01/01/2024
Full Moon Over Lake Arcadia, 2023
Jef Bourgeau
(Born 1950)
Jef Bourgeau is an American photographer, painter and conceptual artist who has become notorious through his sculptures, photography and curatorial work. The most famous and ground-breaking of Bourgeau's work plays on the relationship between iconic imagery and irreverent materials, together forming a new context often drawing upon current controversies and, perhaps, the willfully provocative.
Most notable to date are his censored works 'Ni**er Toe' and 'Bathtub Jesus', as well as several seminal exhibitions in which he both curated and participated: 'Fear No Art' which was raided by police and brought Bourgeau to trial on obscenity charges, 'Van Gogh's Ear' which was padlocked by the Detroit Institute of Art after only its third day, and 'kaBOOM!' an exhibition where all a contemporary museum's artwork was destroyed on the spot by its patrons and visitors.
An undiagnosed dyslexic, Bourgeau never finished his education. He spent his teen years working at a box factory in his home town of Detroit. During that time, utilizing the materials at hand, he began to make and experiment with several pinhole cameras. The early work from these rudimentary cameras developed into dark, moody photographs and paintings. Bourgeau has since remarked that he can only see 'right' through a camera lens.
Jef Bourgeau is the founding director of the Museum of New Art (MONA), of Detroit's artCORE (empty storefronts to galleries), and co-founder of the Detroit Center for Contemporary Photography.

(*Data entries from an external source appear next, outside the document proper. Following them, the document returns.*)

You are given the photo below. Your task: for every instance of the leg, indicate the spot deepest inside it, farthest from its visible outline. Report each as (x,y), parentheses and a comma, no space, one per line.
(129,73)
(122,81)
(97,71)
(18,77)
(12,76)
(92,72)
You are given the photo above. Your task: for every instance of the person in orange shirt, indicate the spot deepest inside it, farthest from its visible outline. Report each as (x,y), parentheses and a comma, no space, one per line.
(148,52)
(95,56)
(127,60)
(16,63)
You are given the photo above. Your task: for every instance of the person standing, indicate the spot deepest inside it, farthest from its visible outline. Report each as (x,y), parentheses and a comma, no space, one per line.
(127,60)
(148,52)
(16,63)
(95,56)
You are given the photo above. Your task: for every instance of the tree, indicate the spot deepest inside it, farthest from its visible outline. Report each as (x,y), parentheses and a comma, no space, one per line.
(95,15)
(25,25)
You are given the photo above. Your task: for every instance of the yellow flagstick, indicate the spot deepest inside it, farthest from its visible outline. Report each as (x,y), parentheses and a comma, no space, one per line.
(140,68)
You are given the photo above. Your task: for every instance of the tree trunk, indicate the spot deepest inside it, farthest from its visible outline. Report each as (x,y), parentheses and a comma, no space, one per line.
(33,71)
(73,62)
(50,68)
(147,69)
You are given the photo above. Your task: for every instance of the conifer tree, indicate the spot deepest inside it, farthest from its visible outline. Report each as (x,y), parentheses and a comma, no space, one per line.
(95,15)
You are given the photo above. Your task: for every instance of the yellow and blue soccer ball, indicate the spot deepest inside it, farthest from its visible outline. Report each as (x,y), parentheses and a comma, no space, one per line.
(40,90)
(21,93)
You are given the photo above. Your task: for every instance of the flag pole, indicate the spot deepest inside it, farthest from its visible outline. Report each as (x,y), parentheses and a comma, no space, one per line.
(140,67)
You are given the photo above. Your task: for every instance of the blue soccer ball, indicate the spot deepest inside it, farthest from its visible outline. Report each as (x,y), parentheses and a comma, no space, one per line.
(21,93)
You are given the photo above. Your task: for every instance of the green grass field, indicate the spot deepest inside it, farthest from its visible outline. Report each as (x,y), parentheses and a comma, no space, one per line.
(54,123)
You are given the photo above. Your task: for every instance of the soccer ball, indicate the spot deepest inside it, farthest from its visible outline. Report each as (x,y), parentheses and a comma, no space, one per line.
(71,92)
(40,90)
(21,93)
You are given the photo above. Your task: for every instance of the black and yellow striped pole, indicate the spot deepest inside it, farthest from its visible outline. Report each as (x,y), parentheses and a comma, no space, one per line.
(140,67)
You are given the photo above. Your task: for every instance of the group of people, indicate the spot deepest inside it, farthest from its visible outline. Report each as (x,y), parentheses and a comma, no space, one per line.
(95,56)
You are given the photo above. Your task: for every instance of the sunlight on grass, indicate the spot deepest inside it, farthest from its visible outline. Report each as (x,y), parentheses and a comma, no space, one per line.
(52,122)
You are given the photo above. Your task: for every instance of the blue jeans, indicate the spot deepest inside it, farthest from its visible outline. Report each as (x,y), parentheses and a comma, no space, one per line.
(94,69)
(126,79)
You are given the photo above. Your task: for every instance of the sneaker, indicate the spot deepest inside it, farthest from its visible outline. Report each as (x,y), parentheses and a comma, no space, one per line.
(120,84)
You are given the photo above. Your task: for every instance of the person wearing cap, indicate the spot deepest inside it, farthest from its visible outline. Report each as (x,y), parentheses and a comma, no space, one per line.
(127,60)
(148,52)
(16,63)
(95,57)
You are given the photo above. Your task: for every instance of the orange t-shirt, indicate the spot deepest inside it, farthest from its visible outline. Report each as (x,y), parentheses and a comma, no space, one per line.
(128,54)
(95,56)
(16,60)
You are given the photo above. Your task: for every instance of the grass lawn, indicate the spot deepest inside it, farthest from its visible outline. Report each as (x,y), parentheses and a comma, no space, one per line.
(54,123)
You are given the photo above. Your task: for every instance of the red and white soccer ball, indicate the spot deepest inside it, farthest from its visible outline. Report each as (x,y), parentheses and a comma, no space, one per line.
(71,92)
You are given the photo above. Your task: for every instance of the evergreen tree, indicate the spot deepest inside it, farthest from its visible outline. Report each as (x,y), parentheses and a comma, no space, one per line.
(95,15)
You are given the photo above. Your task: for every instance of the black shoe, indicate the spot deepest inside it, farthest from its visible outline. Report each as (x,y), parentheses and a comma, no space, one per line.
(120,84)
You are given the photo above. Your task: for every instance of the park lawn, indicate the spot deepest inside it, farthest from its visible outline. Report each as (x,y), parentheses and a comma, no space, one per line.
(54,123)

Since he began exhibiting in the early 1990s, American artist Jef Bourgeau has inspired controversy. His practice, which is considered by some to be a provocation against the art world itself, essentially involves the remaking of art and artists, both imagined and real. Bourgeau has been a vexing figure for many and his "interventions" have continued to be viewed as a subversion of traditional notions of artistic practice and integrity.
Bourgeau’s art exemplifies the post-modern sense of working in a period when the epoch-making achievements of modern art are already matters of recorded fact. To this end, Bourgeau seems engaged with the vicissitudes of the constructed image, that is, the image’s transposition from one medium and context to another and the traces and consequences of this transfer. For Bourgeau, technology acts as a filter to dissect and rebuild random or banal images culled not only from the art world, but from such diverse sources as mass market catalogues, advertisements, cinema, and the Internet. By isolating and emptying out these disposable, commonplace representations, Bourgeau reinscribes them with a new essence, and in effect, completes them by converting such images into a charged narrative. As such, the mimicking of a second or third-generation "original" is tantamount to a kind of newfound legibility, resonance, and meaning. Art is used as a mediation filter, as a proposition about the act of perception itself.
What Bourgeau aims to dispel then are the Modernist myths of the original and of originality, and of straight-out artistic freedom against the commodity of art objects: all this, alongside the presumed power-sharing of gallery, collector, and museum over the artist and art trends. Bourgeau’s best known work, the Museum of New Art, has become a broad commentary on the fact that most people don’t actually see real paintings, as they are more likely to experience art as a decal reproduction on the side of a coffee mug. Asking isn’t that good enough, after all.